He wasn't sure what to say. Everybody stopped talking, and Sydney looked at Michael, then at the present. She had a glass in her hand, full of something orange that smelled terrible, not as bad as O'Fallon's bottle but almost. She had on a dress the same color as spring grass, and a filmy belt around the middle that was yellow. Sometimes she wore her hair down, not up, with pretend-flowers holding it behind her ears somehow. She had it that way now, and it was his favorite, because he could see the fox colors better, and he could almost feel how soft it would be if he touched it.
What had West said when he'd given her the flowers?
These are for you,
he thought. Something like that.
He put his hands behind his back so she wouldn't know he was nervous. "This is for you." She didn't say anything, so he added, "It's a present for you. From me." Still nothing. "Because you gave me one." He felt the first stirrings of unease. Taking one step back, he made himself say, "I am returning it in kind."

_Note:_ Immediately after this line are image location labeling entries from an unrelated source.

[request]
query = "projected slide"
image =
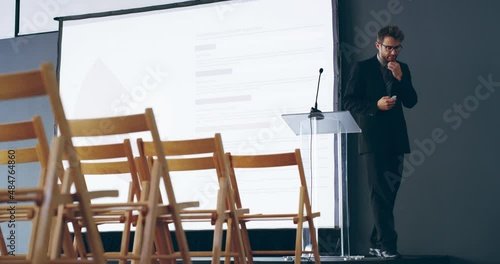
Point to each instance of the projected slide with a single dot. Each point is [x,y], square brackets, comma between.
[231,67]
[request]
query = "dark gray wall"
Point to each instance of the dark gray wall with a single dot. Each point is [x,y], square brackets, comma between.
[21,54]
[448,202]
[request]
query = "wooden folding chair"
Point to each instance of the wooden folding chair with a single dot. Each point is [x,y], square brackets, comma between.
[105,163]
[43,83]
[85,130]
[261,164]
[27,144]
[203,157]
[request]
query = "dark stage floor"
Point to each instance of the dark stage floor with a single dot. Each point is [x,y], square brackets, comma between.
[329,259]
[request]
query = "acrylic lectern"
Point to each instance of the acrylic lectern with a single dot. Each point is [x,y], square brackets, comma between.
[339,124]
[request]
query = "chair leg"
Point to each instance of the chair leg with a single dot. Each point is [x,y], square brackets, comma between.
[46,211]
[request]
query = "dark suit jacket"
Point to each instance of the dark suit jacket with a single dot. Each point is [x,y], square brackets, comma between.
[382,131]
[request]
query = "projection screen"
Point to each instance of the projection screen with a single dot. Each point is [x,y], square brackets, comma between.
[230,67]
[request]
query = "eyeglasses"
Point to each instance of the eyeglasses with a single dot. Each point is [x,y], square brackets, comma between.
[391,48]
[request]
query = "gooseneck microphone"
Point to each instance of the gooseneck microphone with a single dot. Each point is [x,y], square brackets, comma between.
[315,112]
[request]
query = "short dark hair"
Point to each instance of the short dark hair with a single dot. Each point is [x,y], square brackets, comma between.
[391,31]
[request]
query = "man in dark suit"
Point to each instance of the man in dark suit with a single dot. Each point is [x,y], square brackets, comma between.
[376,92]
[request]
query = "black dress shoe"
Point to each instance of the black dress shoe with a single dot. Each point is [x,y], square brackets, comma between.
[390,254]
[374,252]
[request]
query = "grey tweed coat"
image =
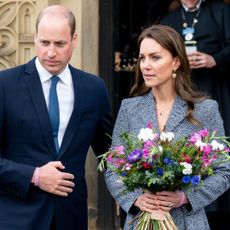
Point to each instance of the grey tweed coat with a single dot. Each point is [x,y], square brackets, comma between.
[133,115]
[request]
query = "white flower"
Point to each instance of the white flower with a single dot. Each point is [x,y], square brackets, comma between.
[160,149]
[217,146]
[146,134]
[167,136]
[187,168]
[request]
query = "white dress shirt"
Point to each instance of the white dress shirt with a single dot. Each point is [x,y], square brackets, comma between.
[65,94]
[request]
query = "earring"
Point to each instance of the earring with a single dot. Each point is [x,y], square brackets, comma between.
[174,74]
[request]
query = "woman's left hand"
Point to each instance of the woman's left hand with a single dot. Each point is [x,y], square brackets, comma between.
[168,200]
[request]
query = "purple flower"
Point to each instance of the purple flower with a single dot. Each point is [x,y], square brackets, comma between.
[150,125]
[168,161]
[186,179]
[160,171]
[195,180]
[134,156]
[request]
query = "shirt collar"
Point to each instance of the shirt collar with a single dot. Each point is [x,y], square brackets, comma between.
[193,10]
[44,75]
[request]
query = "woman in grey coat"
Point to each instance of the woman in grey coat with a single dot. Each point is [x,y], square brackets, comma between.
[163,95]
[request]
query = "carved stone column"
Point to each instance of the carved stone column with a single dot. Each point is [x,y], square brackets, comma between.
[17,20]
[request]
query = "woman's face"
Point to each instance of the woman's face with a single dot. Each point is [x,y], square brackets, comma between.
[191,4]
[156,64]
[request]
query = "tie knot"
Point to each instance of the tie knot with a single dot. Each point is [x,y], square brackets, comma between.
[54,80]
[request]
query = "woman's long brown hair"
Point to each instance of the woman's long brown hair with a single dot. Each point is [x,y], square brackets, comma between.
[168,38]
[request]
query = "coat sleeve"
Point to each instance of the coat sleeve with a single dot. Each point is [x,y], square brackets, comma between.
[113,181]
[15,178]
[217,184]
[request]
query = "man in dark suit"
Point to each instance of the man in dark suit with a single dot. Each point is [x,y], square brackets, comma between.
[42,154]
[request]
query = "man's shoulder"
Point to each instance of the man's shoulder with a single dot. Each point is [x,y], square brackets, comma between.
[83,76]
[16,70]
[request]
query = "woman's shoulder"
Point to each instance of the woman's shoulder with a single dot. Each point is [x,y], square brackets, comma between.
[207,106]
[134,102]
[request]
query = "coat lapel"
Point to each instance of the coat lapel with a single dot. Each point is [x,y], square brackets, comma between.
[147,112]
[177,114]
[75,117]
[34,87]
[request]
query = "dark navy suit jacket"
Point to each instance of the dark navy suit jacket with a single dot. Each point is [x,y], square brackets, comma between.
[26,142]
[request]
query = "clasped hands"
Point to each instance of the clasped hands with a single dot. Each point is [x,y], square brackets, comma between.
[52,179]
[164,200]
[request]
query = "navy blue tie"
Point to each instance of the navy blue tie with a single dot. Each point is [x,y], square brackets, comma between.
[54,109]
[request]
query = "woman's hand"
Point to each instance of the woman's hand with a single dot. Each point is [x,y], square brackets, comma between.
[147,202]
[168,200]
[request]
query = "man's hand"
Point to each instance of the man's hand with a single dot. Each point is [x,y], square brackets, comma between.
[201,60]
[53,180]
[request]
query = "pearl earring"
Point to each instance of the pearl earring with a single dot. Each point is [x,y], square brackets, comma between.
[174,74]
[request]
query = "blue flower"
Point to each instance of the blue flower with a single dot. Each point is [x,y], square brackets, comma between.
[195,180]
[160,171]
[186,179]
[134,156]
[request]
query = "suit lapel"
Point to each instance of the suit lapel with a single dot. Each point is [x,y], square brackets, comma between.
[36,93]
[75,117]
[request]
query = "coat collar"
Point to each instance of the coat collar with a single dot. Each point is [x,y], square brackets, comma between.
[176,116]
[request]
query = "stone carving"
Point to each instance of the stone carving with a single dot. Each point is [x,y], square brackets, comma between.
[17,20]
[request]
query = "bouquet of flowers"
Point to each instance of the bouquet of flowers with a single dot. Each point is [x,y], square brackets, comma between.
[157,162]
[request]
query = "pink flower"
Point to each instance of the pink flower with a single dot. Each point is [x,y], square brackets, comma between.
[195,138]
[204,133]
[119,150]
[150,125]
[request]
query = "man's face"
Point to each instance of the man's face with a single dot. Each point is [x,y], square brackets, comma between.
[54,44]
[190,3]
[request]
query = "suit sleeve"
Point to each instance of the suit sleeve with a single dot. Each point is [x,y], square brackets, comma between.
[217,184]
[15,178]
[113,181]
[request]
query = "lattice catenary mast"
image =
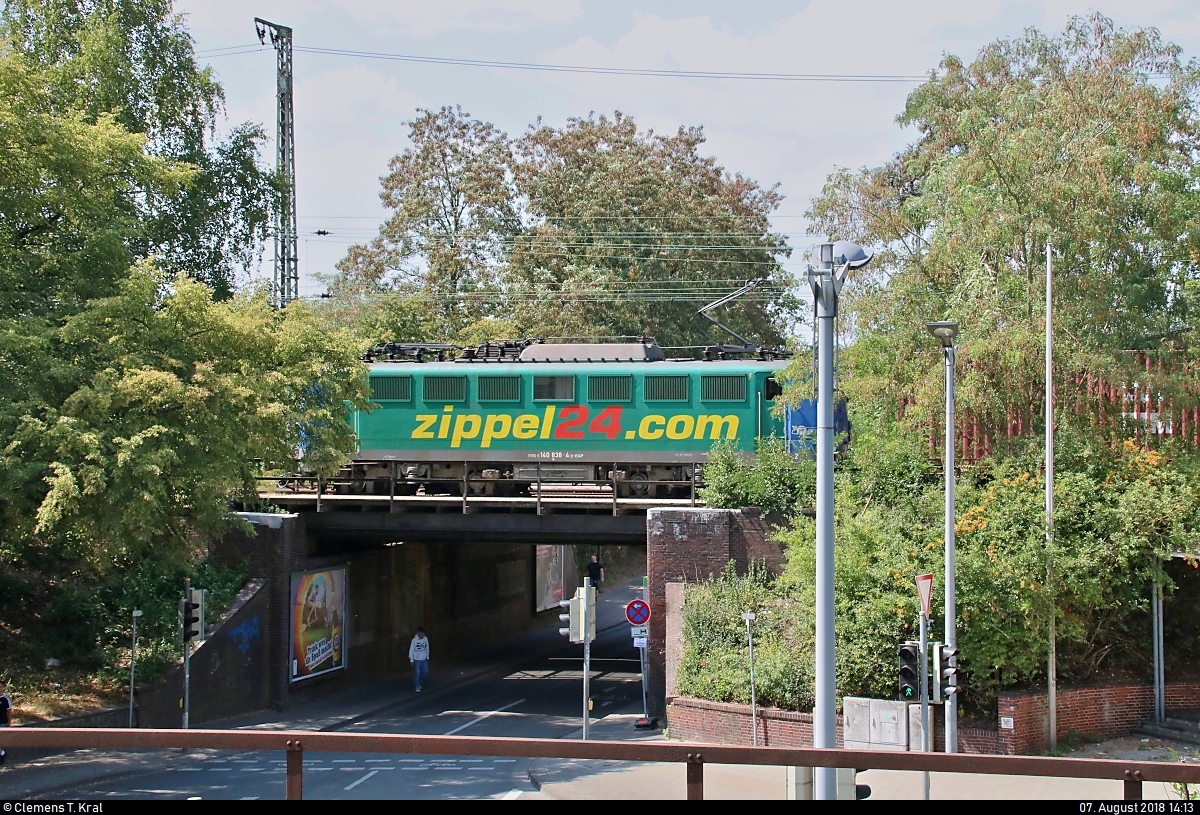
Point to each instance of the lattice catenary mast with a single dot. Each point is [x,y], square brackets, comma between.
[287,273]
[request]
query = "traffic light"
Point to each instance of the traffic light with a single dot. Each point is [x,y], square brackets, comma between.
[192,605]
[591,613]
[945,671]
[910,672]
[574,618]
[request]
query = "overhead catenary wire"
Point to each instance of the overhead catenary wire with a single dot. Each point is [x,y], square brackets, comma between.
[672,73]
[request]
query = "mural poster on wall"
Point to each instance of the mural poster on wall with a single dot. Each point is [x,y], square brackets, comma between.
[318,622]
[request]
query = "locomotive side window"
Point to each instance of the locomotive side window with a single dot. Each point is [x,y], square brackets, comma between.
[666,389]
[397,389]
[499,389]
[610,389]
[444,389]
[553,389]
[723,389]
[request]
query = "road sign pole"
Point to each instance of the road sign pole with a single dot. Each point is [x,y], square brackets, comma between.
[924,699]
[646,682]
[754,701]
[587,657]
[187,654]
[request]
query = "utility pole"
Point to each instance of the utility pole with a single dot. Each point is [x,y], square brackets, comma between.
[287,273]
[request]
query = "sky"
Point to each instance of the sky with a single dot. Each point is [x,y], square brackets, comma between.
[351,112]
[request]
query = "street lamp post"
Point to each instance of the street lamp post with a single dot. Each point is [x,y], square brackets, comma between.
[834,262]
[946,331]
[754,701]
[133,659]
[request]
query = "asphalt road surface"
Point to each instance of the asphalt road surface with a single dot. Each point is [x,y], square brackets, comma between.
[541,699]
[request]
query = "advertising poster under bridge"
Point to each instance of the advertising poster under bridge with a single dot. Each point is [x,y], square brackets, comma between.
[318,622]
[549,575]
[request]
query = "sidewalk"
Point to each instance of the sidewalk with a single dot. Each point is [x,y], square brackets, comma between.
[580,779]
[47,774]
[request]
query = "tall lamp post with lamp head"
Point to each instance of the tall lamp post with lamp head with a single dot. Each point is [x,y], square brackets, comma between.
[833,264]
[946,331]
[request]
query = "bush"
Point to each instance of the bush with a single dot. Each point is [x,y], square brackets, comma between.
[772,478]
[1119,513]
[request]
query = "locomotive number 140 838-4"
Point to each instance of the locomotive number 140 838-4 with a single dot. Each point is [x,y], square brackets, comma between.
[573,421]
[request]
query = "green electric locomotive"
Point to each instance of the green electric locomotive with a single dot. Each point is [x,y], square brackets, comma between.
[503,417]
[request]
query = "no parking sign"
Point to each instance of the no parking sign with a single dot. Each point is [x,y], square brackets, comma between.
[637,612]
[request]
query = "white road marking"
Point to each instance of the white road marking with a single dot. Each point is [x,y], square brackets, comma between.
[478,719]
[363,779]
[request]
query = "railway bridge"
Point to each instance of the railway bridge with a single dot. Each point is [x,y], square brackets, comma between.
[473,571]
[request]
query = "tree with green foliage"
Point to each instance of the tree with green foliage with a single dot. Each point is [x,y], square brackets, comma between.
[136,400]
[592,229]
[133,60]
[629,232]
[1087,141]
[1120,513]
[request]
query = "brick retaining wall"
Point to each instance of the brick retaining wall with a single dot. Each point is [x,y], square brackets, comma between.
[1103,711]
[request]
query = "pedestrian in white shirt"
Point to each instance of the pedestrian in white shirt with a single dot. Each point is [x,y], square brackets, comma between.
[419,655]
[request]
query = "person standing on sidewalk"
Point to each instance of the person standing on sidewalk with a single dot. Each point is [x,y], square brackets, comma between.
[419,655]
[5,715]
[595,573]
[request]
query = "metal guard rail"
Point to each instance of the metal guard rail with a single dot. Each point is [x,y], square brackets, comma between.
[694,756]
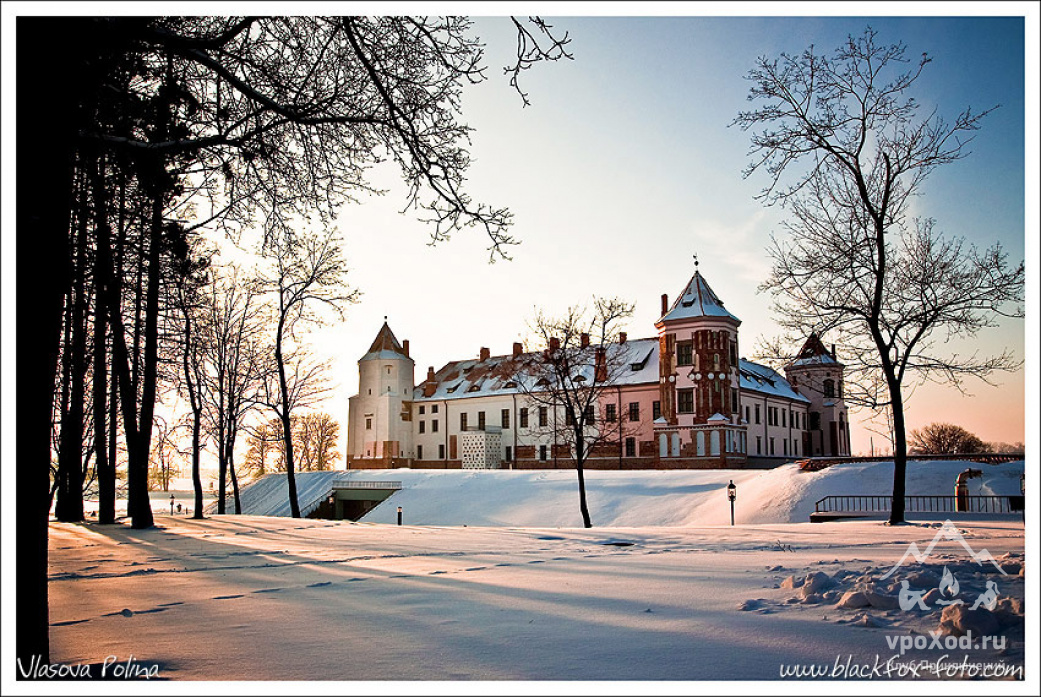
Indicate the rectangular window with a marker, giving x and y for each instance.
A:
(685, 401)
(684, 353)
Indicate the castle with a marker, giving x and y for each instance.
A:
(683, 399)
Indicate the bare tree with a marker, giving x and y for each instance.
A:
(574, 373)
(279, 114)
(845, 151)
(943, 439)
(316, 434)
(307, 274)
(236, 359)
(314, 438)
(163, 463)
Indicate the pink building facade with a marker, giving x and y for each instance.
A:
(683, 398)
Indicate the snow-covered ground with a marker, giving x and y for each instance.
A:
(681, 597)
(655, 497)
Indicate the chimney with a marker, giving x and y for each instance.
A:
(430, 386)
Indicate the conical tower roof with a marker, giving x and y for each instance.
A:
(697, 300)
(814, 353)
(385, 346)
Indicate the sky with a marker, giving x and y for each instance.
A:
(625, 165)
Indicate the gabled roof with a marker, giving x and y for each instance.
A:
(384, 346)
(501, 375)
(756, 378)
(697, 300)
(814, 353)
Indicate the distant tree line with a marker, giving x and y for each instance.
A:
(142, 136)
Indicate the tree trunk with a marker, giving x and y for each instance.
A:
(137, 500)
(231, 435)
(899, 455)
(106, 478)
(283, 416)
(579, 466)
(48, 84)
(70, 504)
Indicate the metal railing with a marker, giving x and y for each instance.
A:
(816, 464)
(364, 484)
(872, 504)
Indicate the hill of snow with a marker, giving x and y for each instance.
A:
(549, 498)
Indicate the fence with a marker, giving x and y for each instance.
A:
(872, 504)
(363, 484)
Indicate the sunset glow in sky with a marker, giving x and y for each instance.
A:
(624, 166)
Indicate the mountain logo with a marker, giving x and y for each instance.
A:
(946, 532)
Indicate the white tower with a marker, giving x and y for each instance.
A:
(379, 422)
(817, 375)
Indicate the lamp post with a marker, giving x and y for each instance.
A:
(732, 495)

He wanted to turn around and see why Sam and Philip were coughing, but Sydney's face was too interesting. He could see the whites around her blue eyes, they were so big. Then she ducked, but he could still see her cheeks and forehead and ears all turn bright pink. She put her glass in her lap and her other hand over her mouth.
This was wrong. He remembered the things she'd said to West—"Oh, Charles, they're
beautiful,
where did you ever find them? How very thoughtful—
thank
you, Charles"—and on and on for a long time, smiling, touching West on the arm. And all for some flowers with no scent, and no use except to look at. Wasn't a fresh, fat fish a better gift than that?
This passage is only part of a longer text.